Sunday, November 29, 2020

Chronométrage de la liturgie


Des droitistes ont une très bonne attitude en général, vis-à-vis le Moyen Âge.

Par contre, ils en sont pas toujours très érudits.

Francis Bergeron* voulait pas croire la nouvelle selon laquelle au XVe siècle un abbé aurait chronométré la liturgie à une minute par page du Missel.

J'ai moins de difficultés de le croire. Au monastère du Barroux, on chronomètre le chapelet en français à 15 minutes par 5 mystères, ou encore mieux 20 minutes. En considérant les tailles des lettres dans des missels d'autel du Moyen Âge (le prêtre ne disposant pas toujours de bonnes lunettes), une minute par page devrait être révérant.

Ceci pour éviter qu'on lise la Messe dans un quart d'heure, si on voulait faire la chasse ou autre chose le reste du dimanche (c'était pendant une chasse qu'un évêque a divisé la Bible en chapitres - il la connaissait par cœur). Le but du chronométrage aurait donc été correct, le contraire du chronométrage stressant dans les usines. On voulait garantir que Dieu ne soit pas privé d'une minute qui de bon droit Lui devait être consacré.

Au XVe siècle, on était très occupé du cours du temps. On se posait des questions sur la fin des temps, et si elle approchait. Jean le Charlier de Gerson enseignait que l'astrologie pouvait renseigner sur des évenéments publiques contemporains à l'horoscope (il ne disait pas que le destin de chaque personne était déterminé par l'horoscope de son heure de naissance), d'où l'intérêt pour les comètes parmi les astronomes professionnels les deux siècles suivants.

Et par horoscope on entendait l'heure précise. D'où - typiquement XVe siècle, 1410, les douze apôtres de Prague, c'est d'abord un horloge astronomique.

Il y a d'autres sujets du Moyen Âge dont ces droitistes sont aussi mal renseignés. Par exemple, il y en a qui pensent que la monarchie avait pour but de restreindre l'égoïsme, en fait elle avait plutôt pour but de restreindre les conflits qui pouvaient surgir par les égoïsmes opposés. En jugeant, elle restreignait effectivement un égoïsme qui avait trop ambitionné, mais pas parce qu'égoïsme, plutôt parce que dans le tort. Elle satisfaisait donc en même temps l'égoïsme de l'autre partie, celle lésée dans ses droits, pour écarter une source de conflits.

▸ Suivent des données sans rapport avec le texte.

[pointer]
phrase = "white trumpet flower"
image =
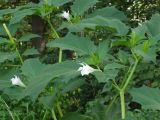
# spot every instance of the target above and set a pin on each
(85, 69)
(66, 15)
(17, 81)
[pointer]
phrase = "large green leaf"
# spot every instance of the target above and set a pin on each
(39, 75)
(151, 27)
(102, 50)
(58, 2)
(71, 42)
(31, 51)
(147, 97)
(75, 116)
(6, 56)
(116, 24)
(28, 36)
(109, 12)
(19, 15)
(5, 83)
(80, 6)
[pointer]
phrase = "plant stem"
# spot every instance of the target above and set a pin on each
(122, 90)
(111, 104)
(8, 109)
(53, 114)
(130, 76)
(59, 110)
(57, 36)
(123, 111)
(12, 40)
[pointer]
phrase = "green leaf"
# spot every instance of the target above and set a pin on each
(80, 6)
(115, 24)
(110, 72)
(102, 50)
(147, 97)
(19, 15)
(72, 85)
(31, 51)
(14, 92)
(75, 116)
(71, 42)
(151, 27)
(28, 36)
(3, 40)
(109, 12)
(39, 75)
(111, 66)
(58, 2)
(7, 56)
(48, 101)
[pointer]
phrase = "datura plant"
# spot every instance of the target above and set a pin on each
(109, 54)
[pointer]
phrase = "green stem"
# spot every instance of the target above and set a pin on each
(111, 104)
(122, 90)
(8, 109)
(12, 40)
(130, 75)
(123, 111)
(53, 114)
(59, 110)
(57, 36)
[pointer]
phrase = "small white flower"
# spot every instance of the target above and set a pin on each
(66, 15)
(86, 69)
(17, 81)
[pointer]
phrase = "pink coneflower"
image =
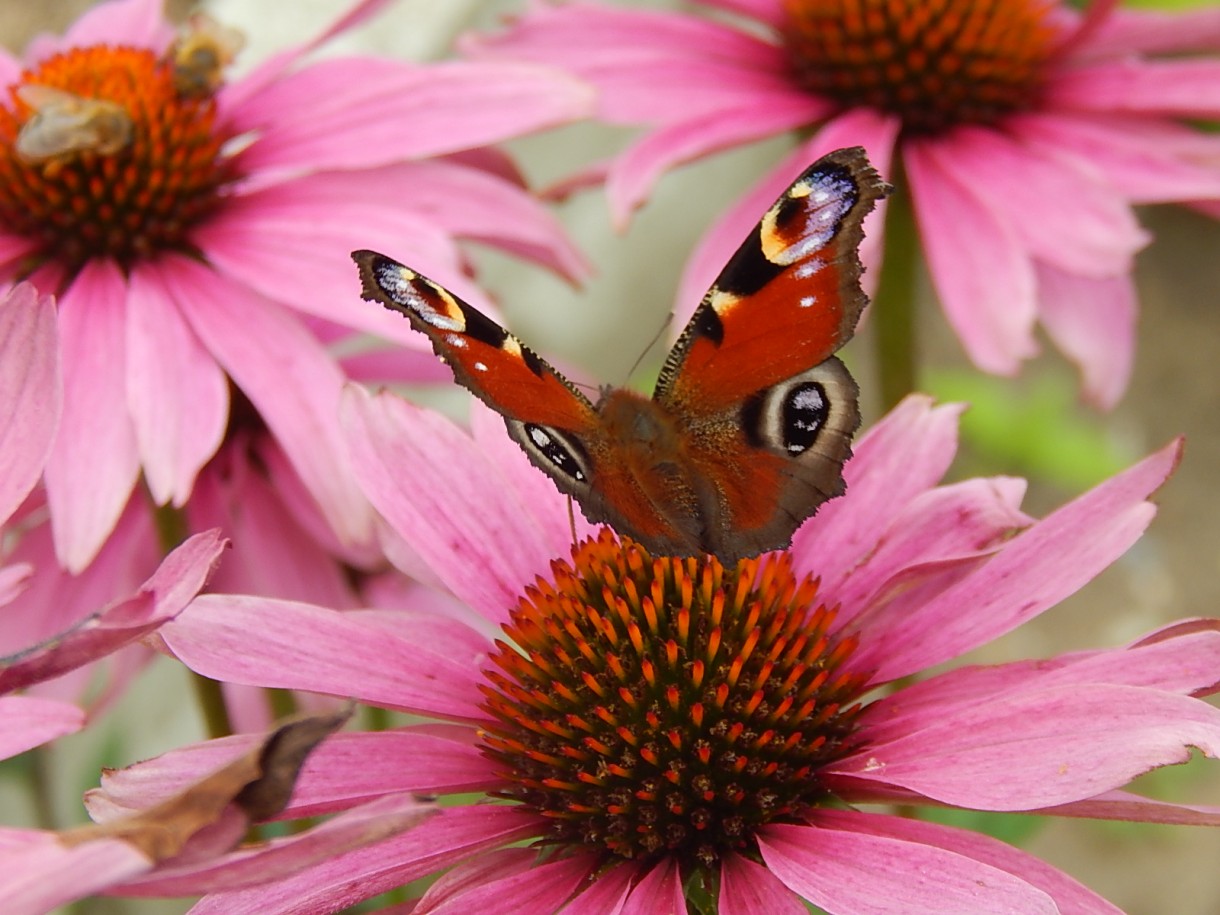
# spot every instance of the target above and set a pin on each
(647, 728)
(195, 229)
(1024, 131)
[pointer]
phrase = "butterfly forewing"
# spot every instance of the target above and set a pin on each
(787, 299)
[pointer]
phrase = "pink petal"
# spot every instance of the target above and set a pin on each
(1036, 570)
(40, 872)
(1070, 897)
(344, 880)
(1046, 747)
(633, 175)
(94, 462)
(450, 506)
(177, 394)
(987, 294)
(747, 888)
(863, 874)
(361, 112)
(160, 598)
(28, 721)
(1087, 229)
(608, 894)
(31, 392)
(1125, 805)
(1093, 322)
(933, 539)
(255, 865)
(134, 23)
(305, 647)
(288, 377)
(508, 882)
(900, 456)
(14, 580)
(1151, 32)
(234, 94)
(648, 66)
(275, 555)
(767, 11)
(1184, 88)
(658, 891)
(1151, 162)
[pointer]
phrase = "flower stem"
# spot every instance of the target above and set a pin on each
(893, 306)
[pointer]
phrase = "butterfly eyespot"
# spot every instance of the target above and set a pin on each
(553, 450)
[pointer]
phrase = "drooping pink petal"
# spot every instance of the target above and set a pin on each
(27, 721)
(1038, 748)
(344, 770)
(1152, 162)
(40, 872)
(1133, 808)
(94, 464)
(982, 275)
(747, 888)
(508, 881)
(766, 11)
(443, 497)
(837, 869)
(14, 580)
(234, 93)
(1181, 88)
(361, 112)
(659, 889)
(160, 598)
(276, 555)
(1153, 32)
(139, 23)
(633, 175)
(289, 378)
(31, 392)
(1036, 570)
(608, 894)
(1070, 897)
(177, 394)
(900, 456)
(942, 534)
(344, 880)
(258, 864)
(271, 242)
(647, 65)
(1093, 322)
(305, 647)
(1060, 210)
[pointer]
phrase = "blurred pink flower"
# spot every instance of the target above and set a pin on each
(1025, 132)
(654, 720)
(197, 232)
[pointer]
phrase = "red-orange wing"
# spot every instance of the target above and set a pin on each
(786, 300)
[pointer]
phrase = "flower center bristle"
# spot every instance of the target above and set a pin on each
(101, 154)
(932, 62)
(667, 705)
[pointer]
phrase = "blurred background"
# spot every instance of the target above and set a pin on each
(1031, 426)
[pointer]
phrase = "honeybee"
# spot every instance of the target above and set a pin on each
(65, 125)
(199, 56)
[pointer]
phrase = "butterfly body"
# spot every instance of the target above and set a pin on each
(750, 422)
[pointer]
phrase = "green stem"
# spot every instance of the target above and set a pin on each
(211, 705)
(893, 306)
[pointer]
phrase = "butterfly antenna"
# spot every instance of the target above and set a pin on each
(656, 337)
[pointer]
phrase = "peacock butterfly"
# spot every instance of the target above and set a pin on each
(752, 417)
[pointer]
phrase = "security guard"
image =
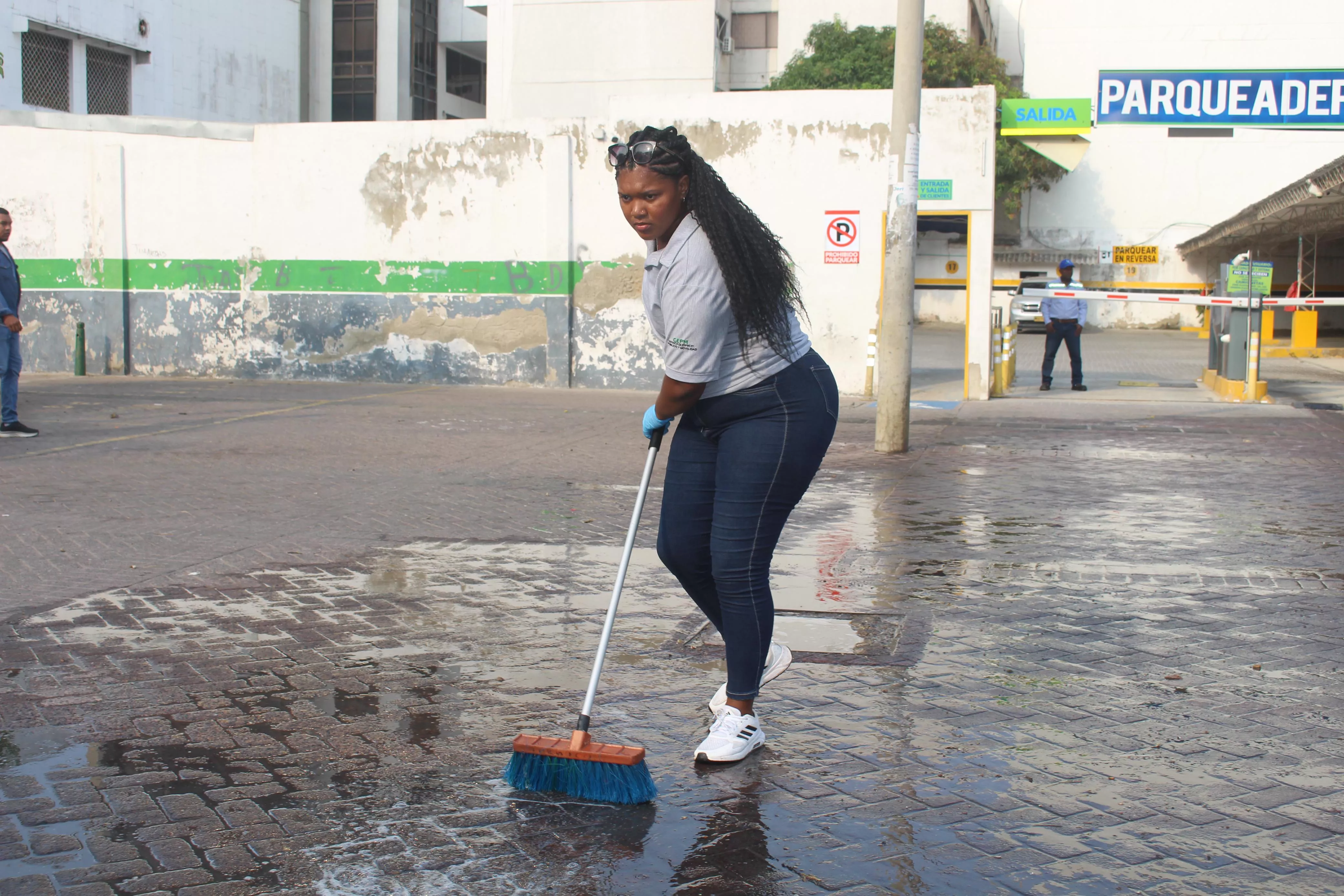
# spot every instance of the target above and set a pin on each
(1065, 319)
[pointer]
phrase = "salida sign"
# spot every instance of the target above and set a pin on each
(1260, 99)
(842, 238)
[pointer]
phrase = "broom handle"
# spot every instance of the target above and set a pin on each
(620, 581)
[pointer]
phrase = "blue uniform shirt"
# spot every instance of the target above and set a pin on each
(10, 289)
(1065, 308)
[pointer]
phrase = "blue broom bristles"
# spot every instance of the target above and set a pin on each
(583, 778)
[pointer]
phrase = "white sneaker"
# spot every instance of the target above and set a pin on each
(776, 663)
(732, 738)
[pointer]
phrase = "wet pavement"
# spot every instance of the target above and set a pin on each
(1061, 648)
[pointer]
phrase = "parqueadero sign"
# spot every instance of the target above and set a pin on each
(1252, 97)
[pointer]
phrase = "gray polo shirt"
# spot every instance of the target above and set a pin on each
(687, 303)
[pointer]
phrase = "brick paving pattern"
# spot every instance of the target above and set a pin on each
(1096, 651)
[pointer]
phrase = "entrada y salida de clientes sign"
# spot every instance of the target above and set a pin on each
(1250, 99)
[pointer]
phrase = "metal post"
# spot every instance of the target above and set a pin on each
(80, 350)
(898, 292)
(125, 273)
(1253, 330)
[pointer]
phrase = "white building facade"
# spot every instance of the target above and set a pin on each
(199, 60)
(1143, 184)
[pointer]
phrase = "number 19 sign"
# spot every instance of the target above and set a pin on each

Et si St. Thomas disait que Dieu gère les choses par causes sécondaires, ça ne veut pas dire toutes les choses, il y a toujours les choses sécondaires qui sont les plus proches de la cause primaire, et par lesquelles Dieu gère le davantage d'autres choses, et les causes secondaires ne se limitent pas aux causes que la science de nos jours considérerait comme naturelles, car les âmes humaines et les anges sont aussi secondaires, pas l'incréé.

Et d'autres et encore d'autres sujets. Comme le fait que le paysan avait davantage de jours chômés avant qu'après le XVIIe siècle, ou que les mariages dont la femme était adolescente étaient assez courantes dans la haute noblesse du Moyen Âge et que rien ne permet d'affirmer que c'était autre chose pour les gens communs. Ou que la prise d'intérêt était vraiment mal vue.

Hans Georg Lundahl
Paris
I Dim. d'Avent
29.XI.2020

* Samedi une semaine avant hier. PRÉSENT.